障害者の労働の可能性を広げたいと、NPO法人「就労継続支援A型事業所全国協議会(略称・全Aネット)」が28日、発足した。A型事業所では初の全国組織で、障害者の権利保障、研究活動、制度改革への提言などを行っていく。

同法人は鎌倉市のバニーフーズなど61企業、平塚市の進和学園など25社会福祉法人、45NPO法人など計約140団体・個人が結成に参加。この日、都内で開かれた設立総会には関係者ら約230人が出席し、理事長には進和学園統括施設長の久保寺一男さんが就任した。久保寺さんは「A型事業所は障害者の、より多様な働き方を実現できる可能性がある。重度の障害者も労働者として生活していける場にしていきたい」と抱負を語った。

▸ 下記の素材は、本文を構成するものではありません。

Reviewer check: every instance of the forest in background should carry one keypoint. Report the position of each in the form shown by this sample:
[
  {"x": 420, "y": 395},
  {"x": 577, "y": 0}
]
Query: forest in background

障害者総合支援法は、企業などへの一般就労が困難な障害者に対し、訓練や支援を受けながら働く場として、就労継続支援A型(雇用型)、同B型(非雇用型)などの就労系障害福祉サービスを設けている。

A型では、事業所が利用者と雇用契約を結び、最低賃金など労働法規が適用される。2014年3月現在で全国に2054事業所があり、3万6730人が利用。平均賃金月額は13年度で約6万9千円。

近年は企業などの参入で事業所、利用者が急増しているが、助成金・給付金目当てのもうけ主義や、利用者に十分な処遇をしないなどの問題事業所の存在も指摘されるようになった。

一方で既存事業所の中には、利用者に最低賃金を保障するだけの収益確保に苦闘している現状もある。現状に危機感を持った県内のA型事業所などが全国に呼び掛け、初の全国組織をつくった。